Au beau mitan de ce massif forestier verdoyant surgissent les innombrables gliricidias en fleurs en cette période de l’année et qui imposent au paysage plus de cinquante nuances de … rose. Et que dire des nombreuses mares sommitales, témoins d’une activité d’élevage jadis prospère, qui viennent modifier l’écosystème végétal tout en ramenant un peu de fraicheur en ce carême ardent. L’éclairage de Michel Delblond, botaniste marinois, a été très apprécié notamment pour le partage de sa passion des plantes médicinales mais n’a pas dissipé notre inquiétude face à la découverte de nombreuses espèces invasives. Cette présence constitue une réelle menace pour la biodiversité de territoire insulaire comme le nôtre et mérite une attention plus soutenue sur ces massifs du Sud.

Arrivée tout en haut du Morne Genty, nos efforts ont été récompensés par le spectacle grandiose qui s’offrait à nos yeux. L’azur de la mer s’estompait par la présence de quelques cumulus menaçants emportés par les Alizés. A l’horizon, on devine à peine les contours de Sainte-Lucie débarrassée de ses embruns du matin et revigorée par les premiers éclats du jour.
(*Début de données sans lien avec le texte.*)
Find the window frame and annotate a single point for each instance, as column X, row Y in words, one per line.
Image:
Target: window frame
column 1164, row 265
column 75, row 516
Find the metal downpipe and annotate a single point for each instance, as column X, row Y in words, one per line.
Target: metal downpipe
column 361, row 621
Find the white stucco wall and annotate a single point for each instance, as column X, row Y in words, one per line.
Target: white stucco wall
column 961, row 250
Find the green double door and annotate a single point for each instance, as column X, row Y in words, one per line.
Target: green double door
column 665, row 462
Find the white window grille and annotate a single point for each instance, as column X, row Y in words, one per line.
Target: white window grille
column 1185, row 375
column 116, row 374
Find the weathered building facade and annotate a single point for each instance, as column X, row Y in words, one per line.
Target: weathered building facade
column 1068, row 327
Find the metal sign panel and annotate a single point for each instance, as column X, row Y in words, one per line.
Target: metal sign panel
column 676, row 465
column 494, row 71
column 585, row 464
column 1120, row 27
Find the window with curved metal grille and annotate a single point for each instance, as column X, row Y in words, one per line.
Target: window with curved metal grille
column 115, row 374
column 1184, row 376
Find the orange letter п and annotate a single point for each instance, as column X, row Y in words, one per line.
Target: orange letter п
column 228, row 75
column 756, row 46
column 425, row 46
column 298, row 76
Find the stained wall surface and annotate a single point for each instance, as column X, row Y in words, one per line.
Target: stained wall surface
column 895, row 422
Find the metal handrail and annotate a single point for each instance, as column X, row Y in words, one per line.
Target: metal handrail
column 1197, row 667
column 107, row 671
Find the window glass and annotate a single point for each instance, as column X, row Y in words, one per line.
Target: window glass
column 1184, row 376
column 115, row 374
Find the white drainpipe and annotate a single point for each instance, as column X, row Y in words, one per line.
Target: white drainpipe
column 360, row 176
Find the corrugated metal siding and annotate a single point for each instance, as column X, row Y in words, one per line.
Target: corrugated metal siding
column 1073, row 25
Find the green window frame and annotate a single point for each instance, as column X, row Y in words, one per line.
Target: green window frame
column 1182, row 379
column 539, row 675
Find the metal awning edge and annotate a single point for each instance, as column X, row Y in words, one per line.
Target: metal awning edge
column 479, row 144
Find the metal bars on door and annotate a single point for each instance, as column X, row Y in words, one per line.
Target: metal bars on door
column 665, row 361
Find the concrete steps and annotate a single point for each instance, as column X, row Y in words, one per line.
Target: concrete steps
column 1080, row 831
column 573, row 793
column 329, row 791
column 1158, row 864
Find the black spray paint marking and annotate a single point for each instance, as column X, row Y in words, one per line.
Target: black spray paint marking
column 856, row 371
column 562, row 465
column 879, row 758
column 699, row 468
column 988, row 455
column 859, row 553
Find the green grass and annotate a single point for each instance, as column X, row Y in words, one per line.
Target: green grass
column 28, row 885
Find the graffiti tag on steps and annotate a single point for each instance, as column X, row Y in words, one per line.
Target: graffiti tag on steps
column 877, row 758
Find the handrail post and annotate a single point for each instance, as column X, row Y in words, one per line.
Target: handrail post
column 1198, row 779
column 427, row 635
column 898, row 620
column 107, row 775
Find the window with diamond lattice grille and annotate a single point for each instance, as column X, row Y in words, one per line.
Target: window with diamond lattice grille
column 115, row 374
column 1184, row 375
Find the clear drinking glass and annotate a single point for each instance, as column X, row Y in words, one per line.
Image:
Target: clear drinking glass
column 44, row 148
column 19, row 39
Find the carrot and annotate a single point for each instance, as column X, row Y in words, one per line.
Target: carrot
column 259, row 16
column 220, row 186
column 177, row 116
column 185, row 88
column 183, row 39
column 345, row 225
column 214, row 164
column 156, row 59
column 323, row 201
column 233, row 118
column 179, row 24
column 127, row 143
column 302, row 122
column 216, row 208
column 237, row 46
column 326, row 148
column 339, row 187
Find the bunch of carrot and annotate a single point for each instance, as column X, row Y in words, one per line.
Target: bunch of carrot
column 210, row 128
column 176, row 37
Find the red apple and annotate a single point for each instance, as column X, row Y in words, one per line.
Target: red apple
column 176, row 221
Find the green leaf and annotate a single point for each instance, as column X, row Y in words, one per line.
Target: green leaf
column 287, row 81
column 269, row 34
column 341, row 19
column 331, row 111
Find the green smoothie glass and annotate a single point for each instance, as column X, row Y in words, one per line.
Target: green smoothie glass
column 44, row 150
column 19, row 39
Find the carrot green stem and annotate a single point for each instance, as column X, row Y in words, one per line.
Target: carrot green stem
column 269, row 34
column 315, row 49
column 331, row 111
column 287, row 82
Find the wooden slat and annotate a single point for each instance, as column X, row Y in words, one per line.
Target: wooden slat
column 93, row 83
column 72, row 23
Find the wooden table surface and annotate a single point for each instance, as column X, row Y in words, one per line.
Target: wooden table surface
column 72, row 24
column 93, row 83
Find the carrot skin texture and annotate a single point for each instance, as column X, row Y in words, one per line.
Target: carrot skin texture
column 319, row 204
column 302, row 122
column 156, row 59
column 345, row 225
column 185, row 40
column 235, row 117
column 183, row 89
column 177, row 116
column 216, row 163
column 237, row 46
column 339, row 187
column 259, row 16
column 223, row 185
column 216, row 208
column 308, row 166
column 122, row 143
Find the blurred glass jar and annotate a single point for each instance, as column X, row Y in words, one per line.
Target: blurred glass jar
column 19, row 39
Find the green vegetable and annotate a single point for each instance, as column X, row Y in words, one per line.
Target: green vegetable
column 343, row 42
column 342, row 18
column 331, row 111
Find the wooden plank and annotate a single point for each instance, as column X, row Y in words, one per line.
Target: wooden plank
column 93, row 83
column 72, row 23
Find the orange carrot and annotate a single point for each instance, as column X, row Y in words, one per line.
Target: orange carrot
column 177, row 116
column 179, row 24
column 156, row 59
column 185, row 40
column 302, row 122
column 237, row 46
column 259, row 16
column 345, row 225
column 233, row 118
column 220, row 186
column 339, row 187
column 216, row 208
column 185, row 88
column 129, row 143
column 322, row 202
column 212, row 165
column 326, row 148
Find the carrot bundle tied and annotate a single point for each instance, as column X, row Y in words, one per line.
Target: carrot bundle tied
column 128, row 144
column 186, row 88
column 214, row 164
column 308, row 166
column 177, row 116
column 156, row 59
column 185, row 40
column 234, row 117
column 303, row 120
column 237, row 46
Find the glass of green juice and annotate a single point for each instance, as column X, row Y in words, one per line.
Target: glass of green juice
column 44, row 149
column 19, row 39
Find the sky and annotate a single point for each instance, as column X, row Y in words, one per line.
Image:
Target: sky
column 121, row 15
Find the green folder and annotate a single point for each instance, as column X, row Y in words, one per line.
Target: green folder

Puis, à notre gauche, c’est le relief escarpé du littoral qui s’étale sous nos regards ébahis depuis l’interminable plage de Dizac grignotée inlassablement par la mer et le bourg du Diamant, bien plus visible que la presqu’île de Sainte-Anne qui disparait dans la brume lointaine. Quant au Morne Larcher, il s’expose devant nous par une façade inhabituelle, presqu’intimiste, à travers une vue magnifique aux couleurs contrastées, entre un vert dominant sur son sommet miraculeusement boisé et une base érodée par un défrichement sans manman. Fort heureusement, son versant sud fait l’objet d’un classement protecteur en réserve naturelle.

Et c’est à cet instant précis, perché sur un bloc d’andésite, que l’on vient à regretter la belle époque où l’on pouvait profiter de cette situation exceptionnelle pour découvrir l’autre versant du Morne Genty avec une vue imprenable sur le bourg des Anses d’Arlet, le Morne Champagne, Grande Anse, le Morne Baguidi, le Cap Salomon, la baie de Fort-de-France, les Pitons du Carbet et plus au loin, la Montagne Pelée. Un cadre distant qui mériterait d’être mis en valeur par l’ONF à travers une politique d’entretien régulier du site envahi malheureusement par les broussailles et autres espèces boisées. Quelques mètres en contrebas, on peut apercevoir dans toute sa splendeur le village de Petite-Anse et son port de pêche fouetté par la brise et le ressac de la mer.

A l’inverse du Morne Larcher, le Morne Genty présente une vue panoramique à 360° qui en fait un site incontournable dans un territoire qui compte faire de la randonnée pédestre un outil de développement touristique d’où notre désappointement devant l’état d’abandon manifeste de ce joyau du Sud.